The letter had taken nine days to reach Ragusa. The uprising of the Greeks against the Turks made all communication hazardous, but they had chosen their couriers with care. Now there were only a few final preparations to be made, but little could be done immediately. A heavy curtain hung over the window and behind it were wooden boards, but still it was obvious that the sun had risen outside. The atmosphere was oppressive, nauseating. Sleep was the best escape. He would have slept already, but for the anticipation – for the last three mornings – that the letter would arrive.

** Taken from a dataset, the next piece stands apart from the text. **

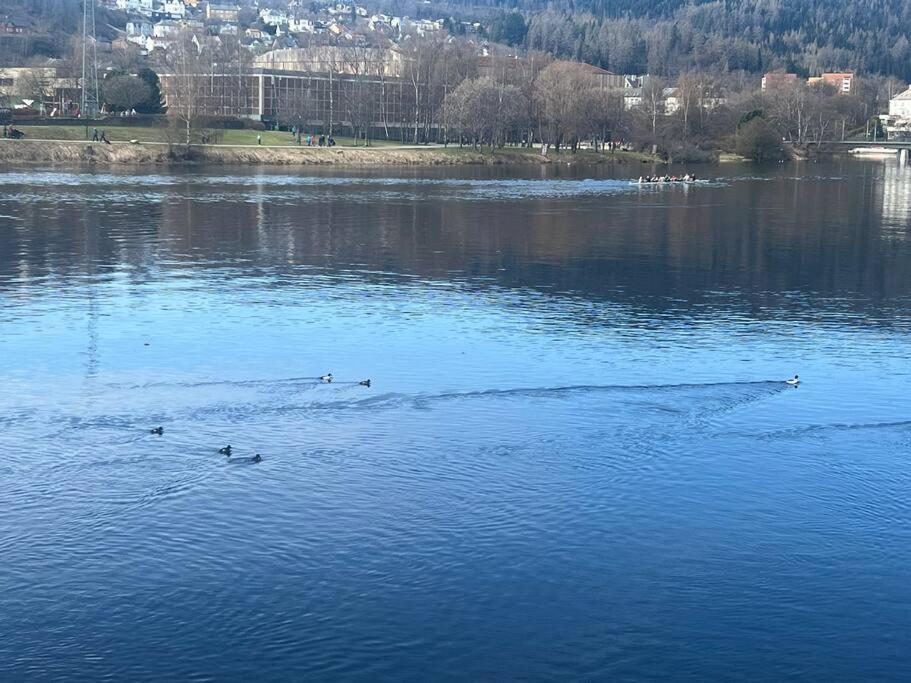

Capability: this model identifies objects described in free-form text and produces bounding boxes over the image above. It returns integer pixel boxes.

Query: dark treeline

He screwed it up and threw it into the unlit fireplace. It would burn when the next guest stayed in this room – one who needed the comfort of physical warmth. Even if it was found and read, it did not matter. He would be long gone and no one would know where to follow him.
Sleep: that was the thing for now. At sunset he would make things ready. Even then, there would be no need to rush. The journey would not begin until the small hours of the morning. That was the safest way. And for now, sleep. Patience came easily after so long an existence as his. He had waited over a hundred years and soon he would claim what he was rightfully owed.
Over a hundred years, and yet as he lay down, he felt he could still taste that noblest of blood on his lips.
They arrived at Desna before noon. Not quite at Desna – the small, abandoned wooden hut was a little north of the village.
‘We’re early,’ Dmitry said.
‘I know,’ his father replied.
Aleksei tied up his horse, using a tree some way from the hut. Dmitry did likewise, then strode across the open patch of dusty ground that stood between them and the wooden building.